If you see any dog showing suspicious signs of rabies, tie it up immediately and call the Vet department or police. Either way, a rabid animal will not live beyond 11 days from the moment it starts showing signs of rabies.
The best way to prevent rabies is to vaccinate your dogs. In Zimbabwe, the vaccination protocol for rabies is:
- 1st vaccination: puppies 3-4 months of age
- 2nd vaccination: 9-12 months of age
- 3rd vaccination: 3 years
- Every 3 years thereafter. Though in practice, dog owners generally prefer yearly re-vaccinations, just to be safe.
Get all your neighbours to get their dogs vaccinated. The World Organisaton for Animal Health (OIE) says that vaccination of 70% of dogs allows rabies to be eliminated from an area. Stray dogs have to be especially eradicated.
Dogs of unknown vaccination status
Have the animal vaccinated within a week of getting it. Re-vaccinate 6 months later, and yearly thereafter.
If a human is bitten by a rabid animal or a dog of unknown status, it is important to get to the clinic at once. It is crucial to wash the bitten part with soap and lots of water. The virus moves through the nerves to the brain, so if you are bitten on the head, that is an immediate emergence because the virus has a short journey to your brain or central nervous system. If you are bitten on your toe, you have more time to get treatment.

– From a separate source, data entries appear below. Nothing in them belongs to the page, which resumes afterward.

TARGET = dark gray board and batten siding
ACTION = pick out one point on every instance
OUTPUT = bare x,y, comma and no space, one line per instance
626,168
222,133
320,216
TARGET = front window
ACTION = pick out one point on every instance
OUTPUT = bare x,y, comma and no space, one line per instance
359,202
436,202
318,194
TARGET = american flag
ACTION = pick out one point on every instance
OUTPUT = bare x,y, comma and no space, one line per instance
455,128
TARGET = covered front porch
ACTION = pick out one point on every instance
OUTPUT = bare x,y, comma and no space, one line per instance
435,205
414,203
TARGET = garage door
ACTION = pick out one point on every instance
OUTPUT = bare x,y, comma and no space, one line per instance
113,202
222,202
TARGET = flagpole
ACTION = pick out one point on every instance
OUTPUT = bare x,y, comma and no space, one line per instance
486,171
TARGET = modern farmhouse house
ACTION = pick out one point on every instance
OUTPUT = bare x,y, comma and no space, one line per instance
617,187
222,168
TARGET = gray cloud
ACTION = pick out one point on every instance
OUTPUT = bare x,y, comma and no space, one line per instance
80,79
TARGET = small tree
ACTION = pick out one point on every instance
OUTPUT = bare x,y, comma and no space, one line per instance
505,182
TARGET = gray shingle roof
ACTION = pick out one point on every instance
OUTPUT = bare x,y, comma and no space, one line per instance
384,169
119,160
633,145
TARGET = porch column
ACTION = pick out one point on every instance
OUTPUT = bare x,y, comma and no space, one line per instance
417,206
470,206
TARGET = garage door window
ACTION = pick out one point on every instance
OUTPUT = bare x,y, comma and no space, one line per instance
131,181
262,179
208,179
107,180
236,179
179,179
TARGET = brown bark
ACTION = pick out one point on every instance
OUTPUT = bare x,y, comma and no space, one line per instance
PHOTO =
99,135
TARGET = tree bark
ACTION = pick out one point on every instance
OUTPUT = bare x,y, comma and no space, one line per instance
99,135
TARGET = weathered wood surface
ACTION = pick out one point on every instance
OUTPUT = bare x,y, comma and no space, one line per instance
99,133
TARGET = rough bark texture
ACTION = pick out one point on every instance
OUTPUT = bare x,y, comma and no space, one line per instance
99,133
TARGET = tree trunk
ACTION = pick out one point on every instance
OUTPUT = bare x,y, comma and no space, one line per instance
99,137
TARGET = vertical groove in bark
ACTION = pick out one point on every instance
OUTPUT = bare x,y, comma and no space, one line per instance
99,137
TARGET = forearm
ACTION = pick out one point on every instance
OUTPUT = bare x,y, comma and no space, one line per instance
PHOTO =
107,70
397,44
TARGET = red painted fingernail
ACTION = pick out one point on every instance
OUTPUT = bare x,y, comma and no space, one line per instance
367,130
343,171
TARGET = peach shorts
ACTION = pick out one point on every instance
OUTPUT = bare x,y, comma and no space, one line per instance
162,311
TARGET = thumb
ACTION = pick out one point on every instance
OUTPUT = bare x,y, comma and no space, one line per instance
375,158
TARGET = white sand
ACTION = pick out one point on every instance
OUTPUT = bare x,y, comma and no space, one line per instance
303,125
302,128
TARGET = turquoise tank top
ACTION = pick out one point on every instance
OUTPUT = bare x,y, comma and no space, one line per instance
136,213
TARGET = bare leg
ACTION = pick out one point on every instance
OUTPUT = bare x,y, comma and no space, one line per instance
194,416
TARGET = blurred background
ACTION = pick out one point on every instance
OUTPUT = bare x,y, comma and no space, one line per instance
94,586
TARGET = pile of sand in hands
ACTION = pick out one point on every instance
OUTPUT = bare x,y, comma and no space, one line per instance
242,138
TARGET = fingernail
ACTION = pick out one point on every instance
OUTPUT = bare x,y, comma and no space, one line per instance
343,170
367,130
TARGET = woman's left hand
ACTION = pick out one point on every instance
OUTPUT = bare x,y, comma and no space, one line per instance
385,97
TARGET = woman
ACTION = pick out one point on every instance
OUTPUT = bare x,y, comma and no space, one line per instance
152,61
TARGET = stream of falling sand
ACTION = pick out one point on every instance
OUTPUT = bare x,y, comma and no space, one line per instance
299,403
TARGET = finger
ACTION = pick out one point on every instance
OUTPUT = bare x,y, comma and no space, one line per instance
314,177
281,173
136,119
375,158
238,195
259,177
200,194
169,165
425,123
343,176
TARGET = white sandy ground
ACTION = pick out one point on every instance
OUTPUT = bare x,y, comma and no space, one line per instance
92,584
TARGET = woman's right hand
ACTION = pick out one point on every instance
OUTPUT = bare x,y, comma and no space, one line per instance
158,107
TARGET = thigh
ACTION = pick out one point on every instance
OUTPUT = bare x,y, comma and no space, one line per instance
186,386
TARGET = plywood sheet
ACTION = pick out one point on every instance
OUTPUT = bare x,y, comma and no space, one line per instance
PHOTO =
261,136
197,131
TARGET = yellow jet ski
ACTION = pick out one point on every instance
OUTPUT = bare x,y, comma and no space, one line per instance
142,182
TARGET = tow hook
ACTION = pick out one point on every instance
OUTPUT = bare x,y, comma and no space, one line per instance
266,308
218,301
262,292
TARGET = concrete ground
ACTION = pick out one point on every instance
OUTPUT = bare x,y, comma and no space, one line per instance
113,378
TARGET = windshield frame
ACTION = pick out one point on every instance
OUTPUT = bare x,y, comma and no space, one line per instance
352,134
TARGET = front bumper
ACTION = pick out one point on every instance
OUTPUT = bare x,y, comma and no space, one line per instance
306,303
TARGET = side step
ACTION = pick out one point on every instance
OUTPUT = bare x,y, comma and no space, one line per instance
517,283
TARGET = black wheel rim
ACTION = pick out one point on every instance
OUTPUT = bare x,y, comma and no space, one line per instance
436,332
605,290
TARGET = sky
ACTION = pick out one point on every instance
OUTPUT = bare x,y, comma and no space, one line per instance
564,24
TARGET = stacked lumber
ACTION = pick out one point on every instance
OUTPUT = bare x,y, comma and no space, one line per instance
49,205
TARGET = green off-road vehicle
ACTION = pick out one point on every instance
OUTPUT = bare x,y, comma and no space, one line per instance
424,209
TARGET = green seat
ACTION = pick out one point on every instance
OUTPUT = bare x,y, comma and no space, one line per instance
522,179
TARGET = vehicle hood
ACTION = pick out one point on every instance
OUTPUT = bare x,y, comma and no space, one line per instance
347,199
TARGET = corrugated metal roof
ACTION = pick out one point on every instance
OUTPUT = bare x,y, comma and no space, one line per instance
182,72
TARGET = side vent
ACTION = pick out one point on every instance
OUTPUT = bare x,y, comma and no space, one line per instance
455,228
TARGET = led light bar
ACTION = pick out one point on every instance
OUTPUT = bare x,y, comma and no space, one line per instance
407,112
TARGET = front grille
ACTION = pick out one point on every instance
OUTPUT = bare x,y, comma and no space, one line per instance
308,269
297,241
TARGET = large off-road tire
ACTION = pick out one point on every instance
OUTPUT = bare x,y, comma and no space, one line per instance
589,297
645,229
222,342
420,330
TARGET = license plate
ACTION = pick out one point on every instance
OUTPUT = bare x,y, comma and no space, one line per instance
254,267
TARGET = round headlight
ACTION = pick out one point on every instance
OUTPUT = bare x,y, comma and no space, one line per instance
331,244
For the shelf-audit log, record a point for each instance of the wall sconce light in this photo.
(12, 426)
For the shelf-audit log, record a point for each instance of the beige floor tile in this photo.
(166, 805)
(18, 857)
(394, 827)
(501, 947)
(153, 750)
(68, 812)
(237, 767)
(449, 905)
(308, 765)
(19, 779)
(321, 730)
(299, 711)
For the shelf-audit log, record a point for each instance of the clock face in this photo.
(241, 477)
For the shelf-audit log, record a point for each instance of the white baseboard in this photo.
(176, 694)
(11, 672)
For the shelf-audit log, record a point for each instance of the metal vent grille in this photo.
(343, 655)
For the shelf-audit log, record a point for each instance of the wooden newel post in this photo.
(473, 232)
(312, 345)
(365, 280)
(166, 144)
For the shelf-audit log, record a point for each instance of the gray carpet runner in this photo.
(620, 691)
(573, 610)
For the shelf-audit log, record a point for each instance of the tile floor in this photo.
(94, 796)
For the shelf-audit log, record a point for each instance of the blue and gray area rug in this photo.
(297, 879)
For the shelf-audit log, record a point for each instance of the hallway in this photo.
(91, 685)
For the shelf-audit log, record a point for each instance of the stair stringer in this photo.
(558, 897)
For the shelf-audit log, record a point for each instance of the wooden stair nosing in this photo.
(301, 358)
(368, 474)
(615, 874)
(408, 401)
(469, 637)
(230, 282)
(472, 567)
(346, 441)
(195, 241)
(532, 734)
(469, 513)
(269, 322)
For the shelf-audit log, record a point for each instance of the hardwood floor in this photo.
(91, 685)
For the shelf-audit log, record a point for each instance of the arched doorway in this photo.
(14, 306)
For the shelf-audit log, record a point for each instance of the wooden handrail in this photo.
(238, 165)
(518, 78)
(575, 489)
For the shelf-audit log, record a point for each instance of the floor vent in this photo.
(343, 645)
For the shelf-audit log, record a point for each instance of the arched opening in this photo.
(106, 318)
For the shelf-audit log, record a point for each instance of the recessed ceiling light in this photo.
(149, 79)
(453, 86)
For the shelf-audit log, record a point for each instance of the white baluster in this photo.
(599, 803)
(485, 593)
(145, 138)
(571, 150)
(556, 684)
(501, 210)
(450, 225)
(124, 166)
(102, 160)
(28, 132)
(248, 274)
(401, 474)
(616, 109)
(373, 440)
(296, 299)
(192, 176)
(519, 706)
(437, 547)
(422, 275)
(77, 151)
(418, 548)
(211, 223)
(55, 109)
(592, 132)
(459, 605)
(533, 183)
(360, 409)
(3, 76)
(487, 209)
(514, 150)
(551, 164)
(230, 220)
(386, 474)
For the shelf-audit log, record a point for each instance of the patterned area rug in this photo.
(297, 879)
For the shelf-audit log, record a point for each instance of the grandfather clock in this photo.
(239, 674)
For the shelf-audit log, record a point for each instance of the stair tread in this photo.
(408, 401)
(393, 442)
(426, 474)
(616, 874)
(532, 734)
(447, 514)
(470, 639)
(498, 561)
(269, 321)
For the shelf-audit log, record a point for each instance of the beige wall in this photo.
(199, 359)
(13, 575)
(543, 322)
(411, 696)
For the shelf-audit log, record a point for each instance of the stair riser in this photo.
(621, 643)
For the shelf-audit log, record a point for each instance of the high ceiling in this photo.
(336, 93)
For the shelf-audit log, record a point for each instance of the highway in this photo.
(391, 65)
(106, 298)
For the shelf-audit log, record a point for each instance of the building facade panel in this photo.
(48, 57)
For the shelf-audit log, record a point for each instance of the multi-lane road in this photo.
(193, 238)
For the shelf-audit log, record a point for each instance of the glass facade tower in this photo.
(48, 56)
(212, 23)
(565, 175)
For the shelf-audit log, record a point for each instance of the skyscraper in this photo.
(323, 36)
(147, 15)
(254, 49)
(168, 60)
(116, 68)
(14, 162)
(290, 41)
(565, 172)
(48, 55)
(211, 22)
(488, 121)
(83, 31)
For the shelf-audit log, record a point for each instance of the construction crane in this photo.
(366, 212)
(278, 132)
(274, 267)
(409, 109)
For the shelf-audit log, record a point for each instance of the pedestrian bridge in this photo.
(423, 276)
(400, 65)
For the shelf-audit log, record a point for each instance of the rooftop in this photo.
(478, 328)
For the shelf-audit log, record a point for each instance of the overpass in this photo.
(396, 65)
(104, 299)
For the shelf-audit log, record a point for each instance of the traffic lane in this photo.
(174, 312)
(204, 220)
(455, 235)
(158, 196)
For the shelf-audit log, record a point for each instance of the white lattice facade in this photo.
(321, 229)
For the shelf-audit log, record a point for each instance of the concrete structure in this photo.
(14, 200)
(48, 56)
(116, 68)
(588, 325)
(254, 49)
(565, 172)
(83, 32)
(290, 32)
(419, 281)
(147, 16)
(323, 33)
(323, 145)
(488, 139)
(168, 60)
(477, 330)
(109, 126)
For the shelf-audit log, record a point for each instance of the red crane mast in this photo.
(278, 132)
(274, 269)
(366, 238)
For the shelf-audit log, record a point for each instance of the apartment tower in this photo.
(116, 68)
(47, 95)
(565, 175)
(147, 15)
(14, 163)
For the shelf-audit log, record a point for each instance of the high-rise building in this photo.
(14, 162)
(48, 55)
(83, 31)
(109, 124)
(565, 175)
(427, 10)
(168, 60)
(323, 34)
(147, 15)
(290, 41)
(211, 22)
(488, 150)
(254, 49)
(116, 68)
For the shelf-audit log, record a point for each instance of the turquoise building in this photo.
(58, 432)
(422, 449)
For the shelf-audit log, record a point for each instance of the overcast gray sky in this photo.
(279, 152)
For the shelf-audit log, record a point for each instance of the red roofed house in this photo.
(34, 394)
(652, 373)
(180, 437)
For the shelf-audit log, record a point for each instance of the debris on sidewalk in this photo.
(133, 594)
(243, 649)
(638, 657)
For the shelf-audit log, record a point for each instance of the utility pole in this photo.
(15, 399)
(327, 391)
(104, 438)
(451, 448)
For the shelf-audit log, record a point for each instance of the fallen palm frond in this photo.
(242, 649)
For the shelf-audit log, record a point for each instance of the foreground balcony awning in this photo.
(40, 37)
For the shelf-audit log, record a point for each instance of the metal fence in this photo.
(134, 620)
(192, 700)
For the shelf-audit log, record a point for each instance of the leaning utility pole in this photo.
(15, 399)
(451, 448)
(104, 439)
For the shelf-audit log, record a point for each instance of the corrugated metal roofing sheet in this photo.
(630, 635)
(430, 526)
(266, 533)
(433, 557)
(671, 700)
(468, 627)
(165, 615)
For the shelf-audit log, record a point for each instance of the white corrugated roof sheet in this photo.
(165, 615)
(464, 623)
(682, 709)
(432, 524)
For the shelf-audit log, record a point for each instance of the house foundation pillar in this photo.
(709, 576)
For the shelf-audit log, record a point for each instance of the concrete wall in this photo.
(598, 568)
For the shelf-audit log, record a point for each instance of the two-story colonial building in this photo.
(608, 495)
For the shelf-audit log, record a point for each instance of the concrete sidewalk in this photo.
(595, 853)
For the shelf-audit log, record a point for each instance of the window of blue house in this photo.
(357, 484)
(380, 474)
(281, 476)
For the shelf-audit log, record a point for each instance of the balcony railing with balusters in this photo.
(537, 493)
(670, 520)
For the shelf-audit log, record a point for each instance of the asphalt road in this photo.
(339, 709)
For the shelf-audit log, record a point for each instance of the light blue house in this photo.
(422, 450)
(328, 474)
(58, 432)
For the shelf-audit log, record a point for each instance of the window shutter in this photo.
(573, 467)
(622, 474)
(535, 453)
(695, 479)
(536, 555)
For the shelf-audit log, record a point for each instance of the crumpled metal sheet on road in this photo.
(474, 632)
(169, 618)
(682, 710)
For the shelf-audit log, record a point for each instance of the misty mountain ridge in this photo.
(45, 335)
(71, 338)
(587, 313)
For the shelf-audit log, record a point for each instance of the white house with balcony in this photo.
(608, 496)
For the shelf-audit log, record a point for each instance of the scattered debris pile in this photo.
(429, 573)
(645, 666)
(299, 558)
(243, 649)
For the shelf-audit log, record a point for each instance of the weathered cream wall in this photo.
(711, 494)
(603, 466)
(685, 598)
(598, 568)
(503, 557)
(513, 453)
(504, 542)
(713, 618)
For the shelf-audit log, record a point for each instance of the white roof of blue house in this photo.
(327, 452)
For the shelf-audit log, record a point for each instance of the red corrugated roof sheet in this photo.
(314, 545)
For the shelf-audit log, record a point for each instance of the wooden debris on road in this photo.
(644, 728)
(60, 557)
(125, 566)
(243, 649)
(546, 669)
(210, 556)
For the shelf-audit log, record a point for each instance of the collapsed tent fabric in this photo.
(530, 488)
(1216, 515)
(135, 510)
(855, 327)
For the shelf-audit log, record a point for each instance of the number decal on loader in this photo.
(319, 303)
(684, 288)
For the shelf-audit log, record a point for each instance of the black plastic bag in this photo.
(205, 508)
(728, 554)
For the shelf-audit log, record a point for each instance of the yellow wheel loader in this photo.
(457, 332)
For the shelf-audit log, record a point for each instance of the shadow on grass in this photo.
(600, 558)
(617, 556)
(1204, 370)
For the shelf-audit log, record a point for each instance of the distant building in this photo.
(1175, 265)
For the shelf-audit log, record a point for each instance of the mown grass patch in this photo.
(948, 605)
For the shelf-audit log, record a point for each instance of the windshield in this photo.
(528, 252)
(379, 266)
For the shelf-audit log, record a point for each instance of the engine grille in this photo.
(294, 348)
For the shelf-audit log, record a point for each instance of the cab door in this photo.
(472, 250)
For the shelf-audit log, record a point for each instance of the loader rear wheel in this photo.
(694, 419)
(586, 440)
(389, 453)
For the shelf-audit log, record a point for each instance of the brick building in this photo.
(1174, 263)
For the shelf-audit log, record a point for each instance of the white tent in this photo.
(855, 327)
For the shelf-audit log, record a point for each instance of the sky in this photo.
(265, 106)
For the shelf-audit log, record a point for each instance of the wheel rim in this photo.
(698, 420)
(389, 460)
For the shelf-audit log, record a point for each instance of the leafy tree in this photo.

Humans exposed to the disease can get anti-rabies treatment at hospitals. In developing countries, this drug is not easily available, that’s why it is important to vaccinate dogs. Human anti-rabies is expensive too when available.
Humans whose job exposes them to possible infection can be vaccinated against the disease.
Sorry for frightening you. But rabies is a real risk in developing countries of the tropics. Forewarned is forearmed.